Group and Family Based Cognitive Behavioral Therapy for Youth at Risk for Psychosis: From Research to Real-Word Practice

Poster B100, Tuesday, October 9, 11:30 am - 1:00 pm, Essex Ballroom

Yulia Landa1,2, Kim Mueser3, Michael Jacobs1, Rachel Jespersen1,2, Katarzyna Wyka4, Carrie Swiderski1, Connie Cahalan5, JJ Gossrau5, Aubrey Doss6, Valerie Reyna7, David Silbersweig8; 1Icahn School of Medicine at Mount Sinai, New York, NY, USA, 2James J. Peters VA Medical Center, Bronx, NY, USA, 3Center for Psychiatric Rehabilitation, Boston University, Boston, MA, USA, 4City University of New York Graduate School of Public Health and Health Policy, New York, NY, USA, 5Missouri Department of Mental Health, Division of Behavioral Health, Jefferson City, MO, USA, 6Ozark Center, Joplin, MO, USA, 7Center for Behavioral Economics and Decision Research, Cornell University, NY, USA, 8Brigham and Women's Hospital , Harvard Medical School, Boston, MA, USA

To decrease the severity of symptoms and functional impairment in youth at high risk of developing psychosis we have established a comprehensive Group and Family-based Cognitive Behavioral Therapy Program (GF-CBT).

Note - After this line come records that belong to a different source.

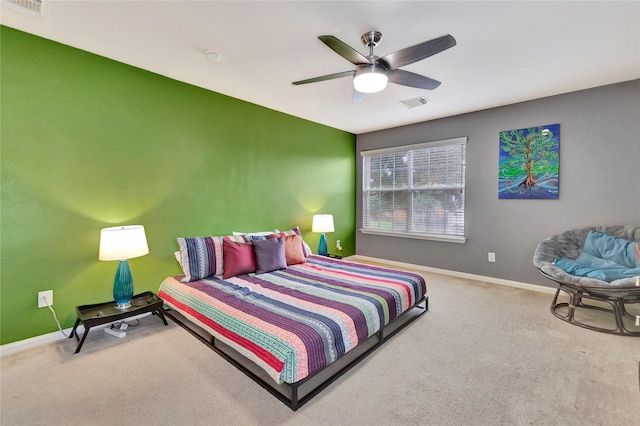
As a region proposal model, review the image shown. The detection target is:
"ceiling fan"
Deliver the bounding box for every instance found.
[292,31,456,103]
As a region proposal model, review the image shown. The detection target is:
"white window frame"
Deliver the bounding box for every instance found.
[360,137,467,243]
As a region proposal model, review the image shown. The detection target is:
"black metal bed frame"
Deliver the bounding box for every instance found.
[164,296,429,411]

GF-CBT, which is grounded in theory and research on information processing in delusions, decision making, memory and behavioral change, teaches youth at-risk strategies for reducing biased information processing in order to prevent the formation of delusional beliefs. Families learn CBT techniques to support, encourage and maintain use of these skills at home. Two mixed methods studies were completed: a pilot open trial to evaluate the program’s feasibility and a pilot randomized controlled trial to evaluate its efficacy, as compared to symptom monitoring, over a 2-year follow-up. Nineteen youth ages 12-25 and 20 family members participated. Results support the feasibility and preliminary efficacy of GF-CBT, as evidenced by high levels of program satisfaction and significant remission rates among GF-CBT participants, with the majority no longer meeting ARMS criteria post-CBT, and maintaining recovery at the follow-up. At post-treatment GF-CBT group showed greater decreases in positive and negative symptoms (CAARMS) as well as improvements in functioning (SOFAS). The difference between groups increased over time. As part of the SAMHSA funded project to improve outcomes for as many as 2,000 youth and their families affected by, or at risk of, early onset psychosis in the State of Missouri, GF-CBT has been implemented in 3 DMH clinics. GF-CBT state-wide implantation, including clinician training and “Train-the-Trainer” procedures to allow sustainability of the intervention will be discussed.